SMART Goals are everything when you think of goal setting. You’ve probably heard of it before, but it’s not always that easy to follow the guidance it gives. To refresh your memory, let’s go through them and look at a couple of examples.

Specific

Why specific? There’s plenty of reasons why. First off, it’s hard for those who haven’t defined the goals to follow them if they aren’t specific. It’s all about giving the right direction for you and your team.

Second, you usually use more than just one day to finish a goal. If you work on reaching for multiple goals at the same time, it can be hard to go back to work on a goal that’s unclear and hard to understand. This can become a huge pain for you even when you’re the one in charge of the team goal setting.

Measurable

It should be possible for you to know if and when you’ve reached your goal. If it’s impossible to measure the performance of your team, it’s not really anything to reach for.

A goal as simple as “Explore software features” isn’t a good measurable goal. While it might fulfill a couple of other SMART goal criterias, it’s definitely not measurable. How will you know when you’ve achieved it?

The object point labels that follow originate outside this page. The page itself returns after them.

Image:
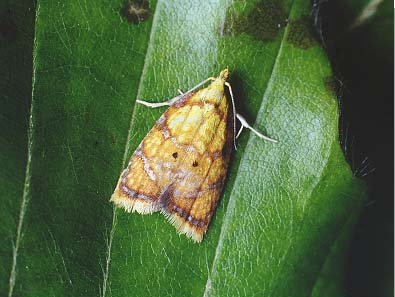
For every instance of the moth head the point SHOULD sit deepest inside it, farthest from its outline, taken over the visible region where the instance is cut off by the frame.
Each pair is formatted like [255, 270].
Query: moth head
[216, 89]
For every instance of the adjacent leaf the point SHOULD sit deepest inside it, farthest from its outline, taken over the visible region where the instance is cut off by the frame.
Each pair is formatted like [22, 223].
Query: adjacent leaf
[16, 42]
[283, 204]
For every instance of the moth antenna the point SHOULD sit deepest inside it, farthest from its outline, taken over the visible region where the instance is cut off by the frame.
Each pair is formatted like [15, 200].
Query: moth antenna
[234, 115]
[173, 100]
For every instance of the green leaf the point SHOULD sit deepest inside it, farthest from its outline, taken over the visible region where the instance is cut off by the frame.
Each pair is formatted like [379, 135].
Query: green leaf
[283, 204]
[16, 42]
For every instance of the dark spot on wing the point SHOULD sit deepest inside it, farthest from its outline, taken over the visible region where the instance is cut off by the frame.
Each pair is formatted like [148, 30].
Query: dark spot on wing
[301, 33]
[136, 11]
[263, 22]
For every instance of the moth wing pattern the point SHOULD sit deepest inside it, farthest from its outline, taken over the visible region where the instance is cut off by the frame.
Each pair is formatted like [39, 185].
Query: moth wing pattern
[180, 166]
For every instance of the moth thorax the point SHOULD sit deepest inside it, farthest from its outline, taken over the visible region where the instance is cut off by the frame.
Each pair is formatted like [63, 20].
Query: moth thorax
[215, 92]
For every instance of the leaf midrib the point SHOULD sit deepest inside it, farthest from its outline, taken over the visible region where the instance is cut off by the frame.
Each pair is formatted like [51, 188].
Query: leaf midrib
[26, 183]
[230, 206]
[127, 145]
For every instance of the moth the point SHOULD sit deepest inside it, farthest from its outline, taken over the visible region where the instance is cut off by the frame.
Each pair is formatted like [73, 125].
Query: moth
[179, 168]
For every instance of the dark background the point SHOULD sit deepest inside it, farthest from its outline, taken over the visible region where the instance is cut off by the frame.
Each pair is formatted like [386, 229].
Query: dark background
[363, 60]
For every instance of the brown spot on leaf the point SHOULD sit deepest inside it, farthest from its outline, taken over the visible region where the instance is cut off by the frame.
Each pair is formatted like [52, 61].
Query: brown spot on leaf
[136, 11]
[263, 22]
[301, 33]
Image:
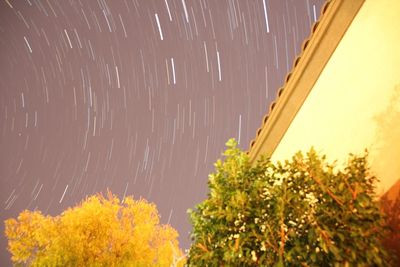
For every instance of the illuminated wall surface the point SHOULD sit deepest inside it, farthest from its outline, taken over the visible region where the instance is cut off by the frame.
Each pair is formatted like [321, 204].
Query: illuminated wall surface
[355, 103]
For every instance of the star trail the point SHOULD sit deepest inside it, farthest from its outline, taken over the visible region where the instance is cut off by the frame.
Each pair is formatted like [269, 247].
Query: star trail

A really good effect of a measurable goal is that it can give you the feeling of achievement. It’s easy to know when the goal is reached.

Attainable

This might be the most important point for setting a SMART goal. Goals are supposed to work as a motivational factor for working harder. It’s something you need to reach for. While it’s important to set goals to help your team go the extra mile, it still has to be achievable. If it’s almost impossible to reach the goal because it expects so much of you and your team, people will give up early.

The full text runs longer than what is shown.